Il suo corpo era quasi interamente imbrattato di terra ocracea rossastra, punteggiato di nero, e sulle braccia aveva parecchie linee azzurre parallele che parevano prodotte da un tatuaggio fatto di recente. Anche il suo viso era coperto di pitture disposte a macchie bianche e nere.
Parecchie collane, formate da certe ossa che parevano vertebre di serpenti, completavano quel bizzarro abbigliamento.
— Cardozo, — disse il mastro, che sbarrava tanto d’occhi, — chi è mai quell’uomo lì?
— Quello che ci ha salvati, suppongo, — rispose il ragazzo, che si stropicciava i fianchi scorticati dai denti dei mondongueros.
— Che sia lo stregone bianco?
— Il signor Calderon?
— Lui o un altro: poco monta.
— Se non avesse tutte quelle pitture, giurerei che è il nostro agente del Governo, marinajo.
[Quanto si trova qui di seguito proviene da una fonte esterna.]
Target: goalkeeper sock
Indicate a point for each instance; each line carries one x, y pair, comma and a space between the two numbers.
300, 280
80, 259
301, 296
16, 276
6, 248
— Ohe! Signor Calderon! — esclamò il mastro. — Se siete proprio voi, degnatevi di dare uno sguardo ai vostri disgraziati compagni.
L’uomo alzò lentamente il capo e disse con voce tranquilla:
— Siete voi? Me ne rallegro.
I due marinai balzarono in piedi, gettando un grido di gioia, e si precipitarono verso quell’impassibile individuo colle braccia aperte; ma egli li arrestò con un gesto.
— Non fate sciocchezze, — disse.
— Ma, signor Calderon... — disse il mastro. — Non riconoscete più i vostri compagni? Eh! Per mille boccaporti! Non m’inganno, no: siete proprio voi, quantunque vestito come un pagano e con uno strato di unto e di minio.
— Sì, sono io, — rispose l’agente del Governo con un risolino secco secco, — e dovreste ringraziare queste pitture e questo barocco abbigliamento, ai quali dovete la vostra vita.